Published by the American Physical Society
Physics Subject Headings (PhySH)
Popular Summary
Spin liquids are exotic quantum phases in which the electron spins do not settle into any order when cooled—rather, they continue to fluctuate. This in turn leads to unusual properties like fractionalized charges and closely connects these states to fundamental theories of nature, such as electromagnetism. Furthermore, spin liquids have the potential to provide a basis for robust quantum computations. Despite the significance of spin liquids, experimental observations have remained elusive due to the fragility of such states and their being difficult to characterize. In this work, we analyze how carefully designed multilayer structures of 2D materials may overcome some of these obstacles.

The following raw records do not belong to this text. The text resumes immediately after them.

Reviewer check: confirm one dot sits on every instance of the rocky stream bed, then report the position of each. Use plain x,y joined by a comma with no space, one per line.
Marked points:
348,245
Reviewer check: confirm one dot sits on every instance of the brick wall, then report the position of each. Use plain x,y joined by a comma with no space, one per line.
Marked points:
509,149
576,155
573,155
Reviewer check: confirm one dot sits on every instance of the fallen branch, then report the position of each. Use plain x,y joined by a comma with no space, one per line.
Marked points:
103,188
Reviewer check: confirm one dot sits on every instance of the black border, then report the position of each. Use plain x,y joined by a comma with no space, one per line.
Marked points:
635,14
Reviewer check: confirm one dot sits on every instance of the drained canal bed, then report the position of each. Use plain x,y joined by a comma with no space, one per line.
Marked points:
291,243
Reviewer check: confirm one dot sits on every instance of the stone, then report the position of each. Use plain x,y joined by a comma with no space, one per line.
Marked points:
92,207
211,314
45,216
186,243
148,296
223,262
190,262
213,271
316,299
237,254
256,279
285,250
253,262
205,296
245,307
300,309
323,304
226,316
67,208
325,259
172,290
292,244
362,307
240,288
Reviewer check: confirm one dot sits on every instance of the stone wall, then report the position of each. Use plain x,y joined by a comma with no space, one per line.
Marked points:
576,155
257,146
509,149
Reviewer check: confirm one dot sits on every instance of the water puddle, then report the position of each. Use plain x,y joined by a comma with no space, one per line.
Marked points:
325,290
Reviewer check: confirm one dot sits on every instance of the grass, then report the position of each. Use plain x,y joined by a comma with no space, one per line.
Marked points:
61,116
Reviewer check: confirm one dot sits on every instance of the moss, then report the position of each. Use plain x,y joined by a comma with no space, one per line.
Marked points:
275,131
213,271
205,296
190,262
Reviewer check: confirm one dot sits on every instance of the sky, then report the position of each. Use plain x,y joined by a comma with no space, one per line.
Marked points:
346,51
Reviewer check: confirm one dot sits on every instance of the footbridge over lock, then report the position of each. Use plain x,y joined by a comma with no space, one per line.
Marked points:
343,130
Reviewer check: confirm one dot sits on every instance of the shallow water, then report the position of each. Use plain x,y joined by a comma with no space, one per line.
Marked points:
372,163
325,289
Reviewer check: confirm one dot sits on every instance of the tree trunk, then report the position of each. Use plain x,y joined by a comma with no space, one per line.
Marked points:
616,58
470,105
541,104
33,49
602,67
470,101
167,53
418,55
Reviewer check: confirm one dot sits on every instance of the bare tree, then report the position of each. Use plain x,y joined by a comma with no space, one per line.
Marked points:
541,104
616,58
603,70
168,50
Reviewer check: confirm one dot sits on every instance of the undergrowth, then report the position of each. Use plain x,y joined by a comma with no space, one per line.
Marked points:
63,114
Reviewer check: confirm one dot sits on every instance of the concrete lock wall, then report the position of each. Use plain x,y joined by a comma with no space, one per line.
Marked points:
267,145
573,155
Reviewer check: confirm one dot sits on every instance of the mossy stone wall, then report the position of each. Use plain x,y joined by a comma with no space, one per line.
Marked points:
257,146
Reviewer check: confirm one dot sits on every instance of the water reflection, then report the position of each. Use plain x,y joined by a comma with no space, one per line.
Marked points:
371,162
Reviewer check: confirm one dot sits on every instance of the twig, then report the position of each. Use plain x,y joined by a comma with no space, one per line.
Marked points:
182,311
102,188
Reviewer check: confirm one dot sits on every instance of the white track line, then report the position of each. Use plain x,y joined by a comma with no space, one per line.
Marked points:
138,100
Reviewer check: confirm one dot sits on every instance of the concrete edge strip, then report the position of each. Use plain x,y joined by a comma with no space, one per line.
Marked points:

Instead of working with intrinsic electronic angular momentum, which can point in two opposite directions, we focus on situations in which electrons can reside in two distinct layers of the material. This “layer index” acts as a pseudospin and allows us to introduce chirality—or a preferred directionality—into the system using external magnetic fields without polarizing the layer pseudospin of the electrons. We find that magnetic fields stabilize a particularly robust chiral spin liquid, which is a bosonic analog of a fractional quantum Hall state (in which electronic excitations carry particular, fractional electric charges). Not only does this spin liquid remain stable across vast parameter regimes, but it also persists in the presence of experimentally relevant perturbations.
The electronic nature of the layer pseudospin implies that many observables are easier to access than their electronic spin counterparts. In addition, our study suggests the existence of various continuous phase transitions in the phase diagram. Investigating these transitions will provide us with a better understanding of how spin-liquid phases destabilize.